Frank Shannon, LB vs. Lache Seastrunk, RB (Oklahoma at Baylor, Thurs.)
Kansas State held Seastrunk to 59 rushing yards and 4.9 yards per carry, both season lows. Not coincidentally, Baylor was held to nearly 20 points off its scoring average for the year. Oklahoma’s run defense has been gouged at times this season, most notably against Texas. Seastrunk isn’t Baylor’s only weapon in the Bears’ prolific offense, but he does set the tone. Shannon has been banged up the last few weeks but the Sooners' leading tackler is back to full strength to face the explosive running back. This is a critical matchup for Oklahoma as only Kansas State has slowed the Bears' running game — and it nearly led to an upset.

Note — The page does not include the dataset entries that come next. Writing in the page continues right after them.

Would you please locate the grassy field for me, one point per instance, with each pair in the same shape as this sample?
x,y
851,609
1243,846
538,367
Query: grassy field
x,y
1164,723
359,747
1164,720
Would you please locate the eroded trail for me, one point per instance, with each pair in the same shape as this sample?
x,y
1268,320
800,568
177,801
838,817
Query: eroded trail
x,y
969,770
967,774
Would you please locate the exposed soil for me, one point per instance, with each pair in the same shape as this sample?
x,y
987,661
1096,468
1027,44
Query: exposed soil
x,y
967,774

Aaron Colvin, CB vs. Tevin Reese, WR (Oklahoma at Baylor, Thurs.)
Even if Oklahoma contains running back Lache Seastrunk, Baylor can still sneak its speedy receivers behind opposing defensive backs. Reese and Antwan Goodley both average better than 23 yards per catch with eight touchdowns apiece. Colvin is the savvy veteran while redshirt freshman Zack Sanchez has been a revelation this season as an intimidating hitter in the secondary.
Kyle Fuller, CB vs. Stephen Morris, QB (Virginia Tech at Miami)
With running back Duke Johnson sidelined for the rest of the year due to an ankle injury, the Hurricanes will probably ask Morris to shoulder more of the offensive workload. The senior completed 16 of 28 passes for 192 yards and two touchdowns against Florida State last week but also threw two interceptions. After struggling with an ankle injury earlier in the year, Morris looked closer to 100 percent in last week’s game. However, Morris has another tough assignment ahead this week, as Virginia Tech’s secondary ranks as one of the best in the nation. The Hokies are led by seniors Fuller and Antone Exum at cornerback, but freshmen Brandon Facyson and Kendall Fuller have combined for nine picks this year. With wide receiver Phillip Dorsett sidelined, Morris and Allen Hurns should be the go-to combination against Virginia Tech’s suffocating secondary.
Taysom Hill, QB vs. Chris Borland, LB (BYU at Wisconsin)
Marcus Trotter played very well in place of Borland last weekend in Iowa City, but there is no replacement for one of the best players in school history. And with an explosive, dual-threat quarterback coming to town, Badgers fans better hope Borland’s hamstring is fully healthy. BYU’s Taysom Hill is 6-foot-2 and 220 pounds, has 953 yards of total offense in his last two games and is coming off a bye week. This will be a difficult challenge for the stingy Badgers defense.